After the Norway's Marriage Act made same-sex marriages legal in 2009, twice as many persons have formalised relationships with a partner of their own gender compared to the numbers in 1993 when lesbians and gay men were first allowed to register as partners.
In Norway same-sex couples have been allowed to register as legal partners since 1993, with the same rights and duties as couples in a marriage. A registered partnership is still an option for both homosexual and heterosexual couples, but many gays and lesbians now prefer to tie the knot as married couples.
Women represent the lion’s share of the increase in same-sex marriages, according to a study by Statistics Norway. It followed the marital and partnership status of couples up to 2011.
Back in 1993 gay men dominated with the majority of formalised same-sex partnerships in Norway. Last year, six out of ten same-sex marriages were among women.
The ranks of registered male couples have remained fairly stable, while the number of registered lesbian couples has increased.
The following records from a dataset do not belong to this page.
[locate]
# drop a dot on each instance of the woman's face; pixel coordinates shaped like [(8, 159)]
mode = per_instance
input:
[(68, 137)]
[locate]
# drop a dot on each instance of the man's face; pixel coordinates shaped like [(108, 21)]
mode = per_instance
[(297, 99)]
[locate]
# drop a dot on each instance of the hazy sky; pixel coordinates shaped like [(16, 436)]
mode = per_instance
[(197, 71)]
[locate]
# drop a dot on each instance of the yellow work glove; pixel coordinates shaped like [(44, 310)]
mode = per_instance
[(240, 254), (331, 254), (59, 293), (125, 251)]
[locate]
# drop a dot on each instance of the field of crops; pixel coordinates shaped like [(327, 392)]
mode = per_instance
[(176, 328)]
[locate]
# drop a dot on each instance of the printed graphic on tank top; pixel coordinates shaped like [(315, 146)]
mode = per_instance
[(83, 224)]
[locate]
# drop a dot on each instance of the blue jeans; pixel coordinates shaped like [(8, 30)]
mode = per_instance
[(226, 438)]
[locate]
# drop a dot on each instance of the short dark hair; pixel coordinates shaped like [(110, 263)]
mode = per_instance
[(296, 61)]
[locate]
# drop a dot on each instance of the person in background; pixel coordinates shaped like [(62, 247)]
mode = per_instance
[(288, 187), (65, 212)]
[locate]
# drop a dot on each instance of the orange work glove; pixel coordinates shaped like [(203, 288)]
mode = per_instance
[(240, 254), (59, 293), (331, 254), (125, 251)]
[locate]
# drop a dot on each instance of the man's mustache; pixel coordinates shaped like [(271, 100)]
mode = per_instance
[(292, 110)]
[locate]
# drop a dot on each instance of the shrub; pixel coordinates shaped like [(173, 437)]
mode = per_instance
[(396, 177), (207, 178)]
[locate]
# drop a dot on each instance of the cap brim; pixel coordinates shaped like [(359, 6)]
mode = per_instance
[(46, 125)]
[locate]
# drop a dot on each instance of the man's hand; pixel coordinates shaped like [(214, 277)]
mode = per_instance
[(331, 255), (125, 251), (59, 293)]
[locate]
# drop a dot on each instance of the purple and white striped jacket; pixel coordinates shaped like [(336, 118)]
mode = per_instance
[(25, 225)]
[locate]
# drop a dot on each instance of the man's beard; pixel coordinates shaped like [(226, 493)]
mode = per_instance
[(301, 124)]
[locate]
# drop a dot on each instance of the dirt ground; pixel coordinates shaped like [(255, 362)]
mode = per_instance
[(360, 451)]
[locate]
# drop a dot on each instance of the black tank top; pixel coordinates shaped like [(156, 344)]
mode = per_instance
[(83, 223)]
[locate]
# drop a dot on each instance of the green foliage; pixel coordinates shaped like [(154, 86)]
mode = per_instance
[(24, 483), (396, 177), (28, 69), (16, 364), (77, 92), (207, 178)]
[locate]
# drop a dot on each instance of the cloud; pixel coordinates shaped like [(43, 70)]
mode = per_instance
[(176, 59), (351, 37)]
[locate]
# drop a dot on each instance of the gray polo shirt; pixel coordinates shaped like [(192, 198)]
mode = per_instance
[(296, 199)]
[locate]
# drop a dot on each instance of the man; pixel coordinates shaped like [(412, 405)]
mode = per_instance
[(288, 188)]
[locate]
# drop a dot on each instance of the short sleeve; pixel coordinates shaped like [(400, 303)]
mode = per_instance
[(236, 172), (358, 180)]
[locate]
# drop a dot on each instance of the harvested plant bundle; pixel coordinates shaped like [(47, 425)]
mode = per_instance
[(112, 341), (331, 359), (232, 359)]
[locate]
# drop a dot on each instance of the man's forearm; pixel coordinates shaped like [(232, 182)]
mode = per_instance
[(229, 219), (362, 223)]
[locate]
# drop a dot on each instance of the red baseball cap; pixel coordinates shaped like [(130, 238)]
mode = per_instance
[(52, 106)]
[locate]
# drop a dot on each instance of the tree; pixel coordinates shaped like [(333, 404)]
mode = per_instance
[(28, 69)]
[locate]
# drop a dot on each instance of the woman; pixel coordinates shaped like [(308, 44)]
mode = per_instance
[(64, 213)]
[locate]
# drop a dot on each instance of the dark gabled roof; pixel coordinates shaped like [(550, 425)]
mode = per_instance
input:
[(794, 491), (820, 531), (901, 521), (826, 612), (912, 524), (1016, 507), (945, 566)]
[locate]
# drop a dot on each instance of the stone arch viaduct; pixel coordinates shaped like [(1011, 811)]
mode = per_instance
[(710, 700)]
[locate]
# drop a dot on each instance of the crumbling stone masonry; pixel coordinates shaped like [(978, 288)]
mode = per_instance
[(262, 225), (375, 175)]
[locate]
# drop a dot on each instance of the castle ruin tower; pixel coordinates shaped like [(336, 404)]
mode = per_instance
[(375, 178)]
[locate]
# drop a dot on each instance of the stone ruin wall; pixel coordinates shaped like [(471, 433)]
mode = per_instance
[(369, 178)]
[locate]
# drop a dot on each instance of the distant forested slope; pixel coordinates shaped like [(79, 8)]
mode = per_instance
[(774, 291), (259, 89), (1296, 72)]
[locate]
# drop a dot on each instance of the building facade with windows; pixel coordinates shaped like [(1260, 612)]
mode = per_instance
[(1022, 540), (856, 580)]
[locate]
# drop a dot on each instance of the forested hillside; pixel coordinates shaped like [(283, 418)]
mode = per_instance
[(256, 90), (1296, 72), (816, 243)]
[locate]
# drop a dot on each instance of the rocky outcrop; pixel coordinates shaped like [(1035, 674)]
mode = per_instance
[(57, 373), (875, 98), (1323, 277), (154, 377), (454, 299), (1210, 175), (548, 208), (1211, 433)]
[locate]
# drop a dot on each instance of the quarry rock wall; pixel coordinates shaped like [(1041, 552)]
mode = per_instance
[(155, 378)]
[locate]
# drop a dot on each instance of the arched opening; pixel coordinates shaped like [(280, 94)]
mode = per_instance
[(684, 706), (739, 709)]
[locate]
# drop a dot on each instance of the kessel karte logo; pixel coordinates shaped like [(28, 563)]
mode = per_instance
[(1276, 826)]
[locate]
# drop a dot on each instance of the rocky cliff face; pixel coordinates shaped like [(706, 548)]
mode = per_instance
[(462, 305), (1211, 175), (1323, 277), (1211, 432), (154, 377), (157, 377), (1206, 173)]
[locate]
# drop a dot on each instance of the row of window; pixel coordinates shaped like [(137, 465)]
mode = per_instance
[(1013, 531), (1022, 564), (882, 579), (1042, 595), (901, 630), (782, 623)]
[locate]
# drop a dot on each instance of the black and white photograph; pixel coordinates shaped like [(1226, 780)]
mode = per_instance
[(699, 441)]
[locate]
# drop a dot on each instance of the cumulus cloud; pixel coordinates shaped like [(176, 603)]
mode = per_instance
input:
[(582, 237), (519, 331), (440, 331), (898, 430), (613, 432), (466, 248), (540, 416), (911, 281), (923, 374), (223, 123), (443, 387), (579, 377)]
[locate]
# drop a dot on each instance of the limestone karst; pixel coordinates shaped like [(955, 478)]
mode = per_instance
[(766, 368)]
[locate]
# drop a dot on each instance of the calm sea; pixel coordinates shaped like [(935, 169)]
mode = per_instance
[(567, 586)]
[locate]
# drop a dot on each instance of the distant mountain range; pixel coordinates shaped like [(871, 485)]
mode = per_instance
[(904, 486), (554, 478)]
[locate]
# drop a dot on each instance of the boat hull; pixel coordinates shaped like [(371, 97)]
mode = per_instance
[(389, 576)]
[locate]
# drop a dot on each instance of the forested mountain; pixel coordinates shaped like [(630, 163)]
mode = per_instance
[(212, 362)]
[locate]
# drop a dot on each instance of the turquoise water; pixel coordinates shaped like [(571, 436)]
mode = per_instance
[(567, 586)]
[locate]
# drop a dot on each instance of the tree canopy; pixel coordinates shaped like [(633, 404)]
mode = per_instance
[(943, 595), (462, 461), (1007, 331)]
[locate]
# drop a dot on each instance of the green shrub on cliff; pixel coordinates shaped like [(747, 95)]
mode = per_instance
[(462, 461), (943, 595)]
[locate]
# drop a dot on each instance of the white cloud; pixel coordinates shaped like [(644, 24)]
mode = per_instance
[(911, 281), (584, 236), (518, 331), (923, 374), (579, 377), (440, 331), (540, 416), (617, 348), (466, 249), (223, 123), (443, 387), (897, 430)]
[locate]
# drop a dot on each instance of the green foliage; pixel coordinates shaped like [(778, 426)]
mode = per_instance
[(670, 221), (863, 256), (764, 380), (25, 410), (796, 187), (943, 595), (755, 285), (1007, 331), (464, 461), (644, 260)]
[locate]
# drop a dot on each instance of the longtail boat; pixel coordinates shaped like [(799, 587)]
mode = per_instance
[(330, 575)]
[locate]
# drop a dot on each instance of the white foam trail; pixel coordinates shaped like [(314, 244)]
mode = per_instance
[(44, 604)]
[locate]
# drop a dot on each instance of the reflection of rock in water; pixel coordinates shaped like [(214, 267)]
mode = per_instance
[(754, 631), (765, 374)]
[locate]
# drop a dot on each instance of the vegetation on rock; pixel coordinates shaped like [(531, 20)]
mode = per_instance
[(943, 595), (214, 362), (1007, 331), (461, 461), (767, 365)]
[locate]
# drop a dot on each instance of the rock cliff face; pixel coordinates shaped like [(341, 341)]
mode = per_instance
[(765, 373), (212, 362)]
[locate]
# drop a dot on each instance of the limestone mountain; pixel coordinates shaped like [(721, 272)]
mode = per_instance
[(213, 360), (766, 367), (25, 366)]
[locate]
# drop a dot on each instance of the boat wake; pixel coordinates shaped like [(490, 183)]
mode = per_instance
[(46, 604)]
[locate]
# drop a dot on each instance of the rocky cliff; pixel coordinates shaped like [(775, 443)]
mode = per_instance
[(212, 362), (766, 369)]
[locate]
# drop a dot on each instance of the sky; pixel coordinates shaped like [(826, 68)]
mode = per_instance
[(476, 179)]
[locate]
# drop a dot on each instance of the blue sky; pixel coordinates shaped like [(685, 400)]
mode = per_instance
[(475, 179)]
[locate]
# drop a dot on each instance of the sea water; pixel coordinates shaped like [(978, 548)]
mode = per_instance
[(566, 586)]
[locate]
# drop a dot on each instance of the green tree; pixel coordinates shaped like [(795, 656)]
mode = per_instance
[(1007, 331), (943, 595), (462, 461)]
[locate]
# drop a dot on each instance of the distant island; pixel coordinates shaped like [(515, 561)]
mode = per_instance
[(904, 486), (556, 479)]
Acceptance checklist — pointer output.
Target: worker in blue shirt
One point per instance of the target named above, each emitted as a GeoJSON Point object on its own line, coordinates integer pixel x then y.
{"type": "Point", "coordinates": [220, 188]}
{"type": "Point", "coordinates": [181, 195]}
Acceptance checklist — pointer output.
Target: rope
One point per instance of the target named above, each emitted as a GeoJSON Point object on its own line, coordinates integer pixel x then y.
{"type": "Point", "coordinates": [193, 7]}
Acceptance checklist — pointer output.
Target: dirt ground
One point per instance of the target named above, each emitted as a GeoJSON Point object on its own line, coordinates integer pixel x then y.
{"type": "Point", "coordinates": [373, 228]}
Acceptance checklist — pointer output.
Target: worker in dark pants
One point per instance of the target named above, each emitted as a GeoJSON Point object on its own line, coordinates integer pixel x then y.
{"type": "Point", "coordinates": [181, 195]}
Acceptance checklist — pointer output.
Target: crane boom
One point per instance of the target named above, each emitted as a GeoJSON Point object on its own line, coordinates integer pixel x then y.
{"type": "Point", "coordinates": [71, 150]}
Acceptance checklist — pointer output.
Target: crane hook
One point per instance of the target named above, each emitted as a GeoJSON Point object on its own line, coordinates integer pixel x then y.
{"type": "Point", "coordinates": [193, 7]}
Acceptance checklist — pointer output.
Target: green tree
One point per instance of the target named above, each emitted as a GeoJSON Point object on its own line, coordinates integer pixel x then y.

The same tendency has been seen in Sweden and Denmark.
Nearly 1,900 persons of the same sex in Norway wed from 2009 (when the Marriage Act was amended) until 2015. After the revised Marriage Act came into effect there have been about 270 gay and lesbian marriages per year, as compared to an average of 127 formalised same-sex partnerships entered per year from 1993 to 2009. So this is still a small number – less than one percent of all the marriages and registered partnerships entered in Norway in these years were among couples of the same sex.
“We know that many women enter wedlock because they are having children together,” says Ingvild Endestad.
She leads the organisation Fri – the Norwegian Association for Gender and Sexual Diversity.
Endestad thinks children are one of the reasons why a mounting number of lesbians are marrying.
Of course, female couples now have children much more frequently than they used to. Their right to be considered for assisted conception was granted along with the Marriage Act of 2009. Now, 30 percent have children together, as opposed to 72 percent among heterosexual married couples and 3 percent of gay male married couples.
“Certain parental rights follow automatically with marriage. For instance, it is easier for non-biological parents to be given formal parental rights,” explains Endestad.
A total of 754 partners converted their registered partnership to marriage in the first three years after the Marriage Act revision. This amounts to over a third of registered same-sex partnerships that were still intact. Most of these marriages were in the first year.
These married couples are on average younger than the gay/lesbian couples who continued as registered partners. An “upgrade” from partnership to marriage is mainly symbolic, as in Norway there is no legal difference, whether couples are gay or straight, between marriage and registered partnership.
Here too, female couples were more prone to opt for marriage. Nearly half of lesbian partnerships were converted to marriages once the opportunity arose.
The biggest statistical difference in Norway between male and female homosexuals regarding conversion of partnerships to marriages appears to be associated with nationality. In nearly half of the partnerships between gay men, at least one of the men has foreign citizenship. The study does not suggest an answer to why such “international” couples are less likely to opt for marriage.
The same-sex newlyweds in Norway are on average older than their more traditional male-female counterparts. Nearly one third were over the age of 40 when they wed. Female couples were generally younger than males, about a third were under the age of 31.
Same-sex couples generally have more education than hetero couples, especially female couples. Both genders of same-sex couples are more likely to live in the Oslo area, even though a growing number of gay male couples now live outside the capital.
Another distinction is the greater age gap among male couples. About 40 percent are comprised of men who are over nine years apart in age, as compared to about 15 percent with this large an age gap among lesbian couples and heterosexual couples.
Same-sex couples are also more likely to split up than heterosexual couples. By 2011, some 22 percent of the married or registered gay and lesbian partners went separate ways.
This applies to the homosexual women in particular, as their risk of divorce is twice that of hetero-married women.
But there are certain characteristics which appear to protect against divorce. Couples of roughly the same age who were a little older when they wed have a greater chance of sticking together. Another cohesive factor is when one or both the partners have completed a higher education.
Yet another stabilizing factor is when both are Norwegian citizens or they have children together. But having children from a previous relationship has the opposite effect – raising the chances of divorce.
The researchers have found no changes in the risk of divorce in recent years. They have researched this earlier and thought that as female couples are having children together more frequently this is contributing to the stability of their relationship. But lesbians continue to split up at a rate that outpaces gay male and heterosexual married couples.
Other research has suggested that a higher rate of divorce among same-sex couples can be linked to a greater lack of social support for such cohabitation and marriage. They might receive less encouragement from those around them which helps to persevere through a rocky relationship.
However, the researchers think that if this were a key factor, the share of gay and lesbian divorces should be on the decline, as Norwegian society has become much more accepting. But these break-ups are not dropping and the reason why lesbians continue to divorce more frequently remains a mystery.